本発明の目的は、上記従来の問題点に鑑みてなされたものであって、リクエストを識別するIDテーブルを用いたタイムアウト監視動作の実行を可能にして、必要最小限のHW量投資で障害解析性の向上と柔軟かつきめ細かいタイムアウト監視とを行うことができる情報処理装置を提供することにある。

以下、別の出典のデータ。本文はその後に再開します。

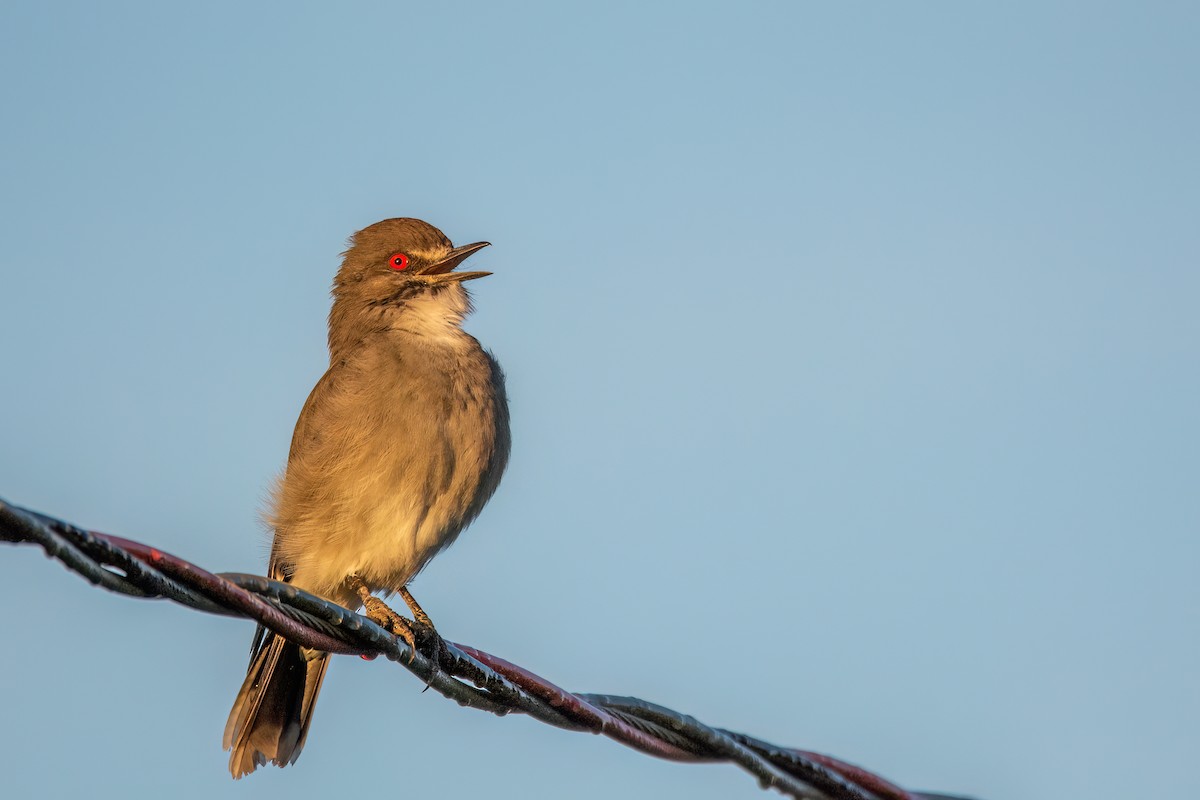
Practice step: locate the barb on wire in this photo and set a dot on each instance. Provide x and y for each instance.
(465, 674)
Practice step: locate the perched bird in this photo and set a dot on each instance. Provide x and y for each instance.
(397, 449)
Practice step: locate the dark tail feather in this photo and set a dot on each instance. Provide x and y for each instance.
(269, 721)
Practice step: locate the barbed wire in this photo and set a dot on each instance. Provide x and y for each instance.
(465, 674)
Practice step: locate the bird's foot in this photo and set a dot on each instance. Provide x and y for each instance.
(382, 614)
(432, 644)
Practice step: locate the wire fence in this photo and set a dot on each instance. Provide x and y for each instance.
(465, 674)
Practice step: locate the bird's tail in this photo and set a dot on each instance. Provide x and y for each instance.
(269, 721)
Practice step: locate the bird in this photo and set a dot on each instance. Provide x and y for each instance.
(397, 449)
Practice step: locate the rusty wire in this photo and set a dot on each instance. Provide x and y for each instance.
(467, 675)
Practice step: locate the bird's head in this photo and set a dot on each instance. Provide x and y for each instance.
(400, 269)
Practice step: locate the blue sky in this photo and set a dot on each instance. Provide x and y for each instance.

本発明の他の目的は、リクエスト種別に応じたタイムアウト時間を指定可能にして、各リクエストの発行後の経過時間とリクエスト種別とに応じたタイムアウト検出を可能にすることで、滞在するリクエストの時間関係や依存性を把握することができる情報処理装置の実行制御方法を提供することにある。
【0012】
本発明の他の目的は、先行するリクエストの詰まりが原因の場合などに発生するリクエストのタイムアウト検出の解析性を向上させると共に、検出すべきリクエストタイムアウト時間をリクエスト毎に可変にすることを可能にして、処理に柔軟性を備えると共に、タイムアウト検出処理のきめ細かさを向上させることができる情報処理装置の実行制御方法を提供することにある。
【課題を解決するための手段】
【0013】
上記課題を解決するために、本発明に係る情報処理装置は、メモリアクセスを伴う複数のリクエストを発行する手段と、発行された前記複数のリクエストの各々を調停して選択する手段と、前記発行された複数のリクエストの各々に対応した、リクエスト元ID情報とリクエスト種別とを含む管理情報を、テーブル内のエントリ情報として登録する手段と、前記複数のリクエストの各々に対応した前記エントリ内に、前記管理情報の少なくとも1つとして、前記リクエストのタイムアウトを監視するための経過時間カウント領域を設ける手段と、前記発行された複数のリクエストの各々について、対応するリプライを返却するまでの間の経過時間を、前記経過時間カウント領域を使用して計時する手段と、前記リクエストに対応するリプライ要求受信時に、前記テーブルを参照してリプライ先を判断する手段と、前記経過時間カウント領域がオーバーフローした時にタイムウトを通知する手段と、を備えたことを特徴とする。
【0014】
また、本発明に係る情報処理装置の実行制御方法は、メモリアクセスを伴う複数のリクエストを発行するステップと、発行された前記複数のリクエストの各々を調停して選択するステップと、前記発行された複数のリクエストの各々に対応した、リクエスト元ID情報とリクエスト種別とを含む管理情報を、テーブル内のエントリ情報として登録するステップと、前記複数のリクエストの各々に対応した前記エントリ内に、前記管理情報の少なくとも1つとして、前記リクエストのタイムアウトを監視するための経過時間カウント領域を設けるステップと、前記発行された複数のリクエストの各々について、対応するリプライを返却するまでの間の経過時間を、前記経過時間カウント領域を使用して計時するステップと、前記リクエストに対応するリプライ要求受信時に、前記テーブルを参照してリプライ先を判断するステップと、前記経過時間カウント領域がオーバーフローした時にタイムウトを通知するステップと、を有することを特徴とする。
【発明の効果】
【0015】
以上説明したように、本発明のタイトルによれば、必要最小限のHW量投資で、滞在するリクエストの時間関係や依存性を把握することができるので、先行するリクエストの詰まりが原因の場合などに発生するリクエストタイムアウトの障害解析性を向上させる効果が有り、また、タイムアウトの監視時間を、リクエスト毎に対応して設定することでタイムアウト監視の柔軟性や、きめ細かさを向上させることができる効果が有る。
【図面の簡単な説明】
【0016】
【図1】本発明の実施形態に係る情報処理装置を含むシステムの全体構成を示す構成図である。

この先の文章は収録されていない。